Kurt Cobain is rumored to have used Hi-Fliers exclusively on Nirvana's debut studio album Bleach. And perhaps the greatest endorsement of the guitar: Cobain also loved to destroy them.

While some of these Hi-Fliers command higher prices, you can still snag a deal and find others for sub-$1,000.

Kay Vanguard II

Kay’s goal with the Vanguard II was to bring a cheap guitar to the masses. Some models are equipped with pancake pickups, while others have red foils, and you can find them in single, double, and triple pickup configurations. But all of them share the same cool, quasi-symmetrical body, with a double-cutaway at the 18th fret.

Silvertone 1457/1448/1449

If you’re looking to snag a vintage guitar and a vintage amp for under $1,000, a few offerings from Silvertone can set you up with both.

In the mid-'50s, most Silvertones were produced by Danelectro and sold at Sears stores at budget-friendly prices. A few of their popular models—the 1457, 1448, and 1449—came bundled with a case that was outfitted with a built-in five-watt tube amplifier with an eight-inch speaker.

While you can still find many of them on Reverb, be sure to read the listing carefully and check that the case’s amp is in proper working condition if you plan on using it. If you don’t care much for the amp, you can probably score an even better deal on the guitar alone.

Danelectro Convertible

The Danelectro Convertible is a thinline hollowbody acoustic-electric with a single low-output lipstick tube pickup in the soundhole. The guitar was built with affordability as a top priority and traded costly wood for a masonite body, which is typical of Danelectros from this period.

The hollowbody construction allows the guitar to function as both an electric and an acoustic guitar, hence the "convertible" name—and a two-for-one deal. These vintage guitars are popular on Reverb and typically list starting at $750.

Gibson Marauder

Gibson partnered with pickup and guitar designer Bill Lawrence to create the Gibson Marauder.

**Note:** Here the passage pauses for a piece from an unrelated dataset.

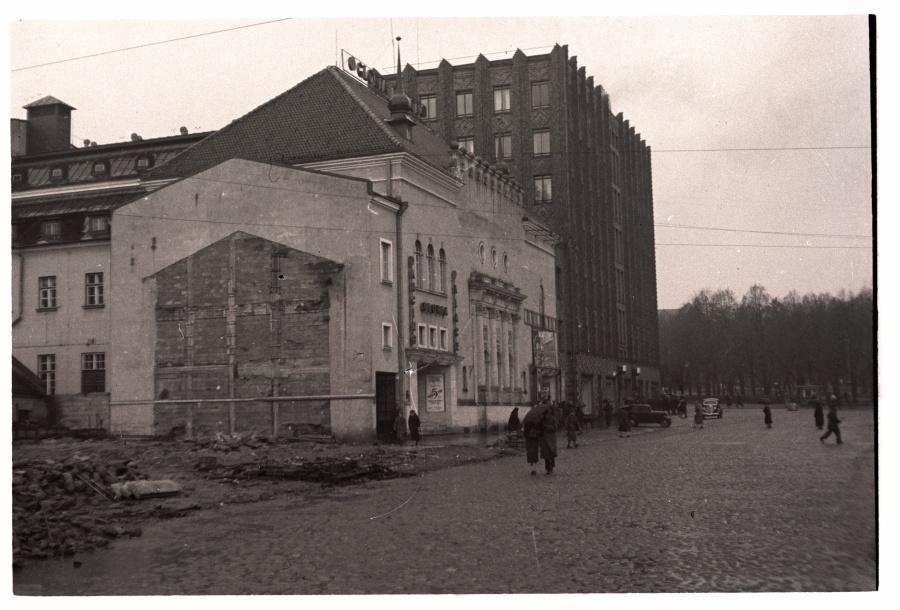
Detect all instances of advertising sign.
[425,375,444,412]
[533,329,559,369]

The guitar has a bolt-on neck, which brought costs down so that the company could compete with Fender’s Stratocaster and Telecaster.

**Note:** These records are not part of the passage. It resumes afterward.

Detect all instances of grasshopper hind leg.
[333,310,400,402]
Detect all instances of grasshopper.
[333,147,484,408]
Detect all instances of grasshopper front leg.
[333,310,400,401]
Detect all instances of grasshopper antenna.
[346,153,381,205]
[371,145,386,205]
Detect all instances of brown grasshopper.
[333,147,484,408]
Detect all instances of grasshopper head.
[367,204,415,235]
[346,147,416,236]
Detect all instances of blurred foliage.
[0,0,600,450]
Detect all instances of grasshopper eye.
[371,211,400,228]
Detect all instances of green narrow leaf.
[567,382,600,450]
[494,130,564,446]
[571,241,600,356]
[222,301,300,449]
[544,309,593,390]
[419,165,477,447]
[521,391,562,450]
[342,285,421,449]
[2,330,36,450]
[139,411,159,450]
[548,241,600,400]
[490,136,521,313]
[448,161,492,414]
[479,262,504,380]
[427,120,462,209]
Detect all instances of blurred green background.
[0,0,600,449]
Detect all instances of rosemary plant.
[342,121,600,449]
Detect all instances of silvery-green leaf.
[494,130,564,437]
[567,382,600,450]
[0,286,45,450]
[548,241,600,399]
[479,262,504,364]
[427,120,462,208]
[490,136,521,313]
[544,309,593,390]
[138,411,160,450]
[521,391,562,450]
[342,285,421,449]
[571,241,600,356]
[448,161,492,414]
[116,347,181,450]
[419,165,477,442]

With a Les Paul-shaped body and a Flying V series headstock, the design riffs on Gibson's signature aesthetics. Still, the guitar wasn’t a hit and was only produced for a few short years, from 1975 to 1979.

Today, the Marauder is an excellent opportunity to own an offbeat, vintage Gibson guitar for under $1,000. The higher-end Marauder Custom may run you over $1,000, but is still cheaper than other vintage Gibsons. Paul Stanley from Kiss also kept a few around—just to smash them on stage.

Ovation Breadwinner

The Ovation Breadwinner is unlike any guitar on this list. Made by acoustic guitar makers, the Breadwinner was the company's attempt to break into the electric guitar market.

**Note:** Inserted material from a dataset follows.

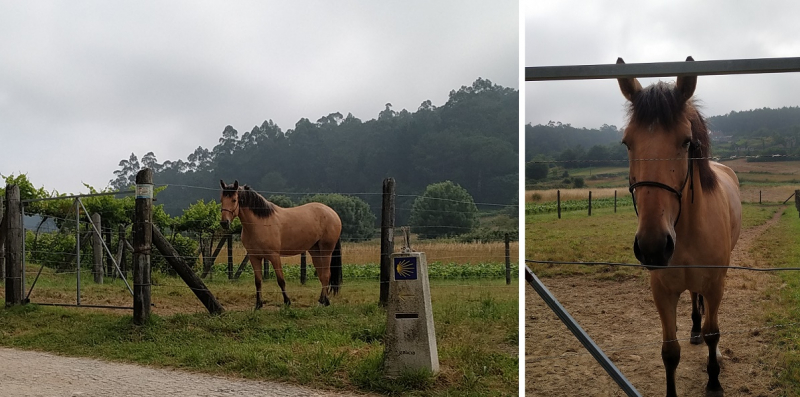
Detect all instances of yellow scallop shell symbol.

The body shape is designed to resemble an axe, and its ergonomic design allows for easy access to the upper frets. It also features active electronics and was played by Peter Tosh and Kiss' Ace Frehley.

If you’re into offbeat guitar body shapes, the Breadwinner is a quirky one to consider.

Epiphone ET-270

This double-cutaway guitar was made in Japan at the Matsumoku factory from 1969 to 1975. While most Epiphones had humbucker pickups, the ET-270 has two single-coil pickups and a Strat-like body shape.

These guitars were made in a cherry burst finish and are easy to find on Reverb, selling between $600 and $1000. The guitar is also famous for being played by Kurt Cobain, who had a thing for cheap guitars.

Kapa Continental

The Kapa Continental—as well as it's precursor, the Kapa Challenger—is a stylish offset guitar from the '60s that has flown under the radar.

The guitars were made in the USA—Maryland, to be exact—but include European parts, like Hofner-made pickups. The continental has a master volume and two tone knobs, as well as two pickup-selector switches. It also features a Jazzmaster-/Jaguar-style bridge and comes in a 12-string version. You can find Kapa Cotinentals on Reverb starting at $675.

It's important to note: Our list is not exhaustive, and you can find more affordable vintage guitars. Set your Reverb search filters—say, max year 1980, max price $1,000—and explore on your own.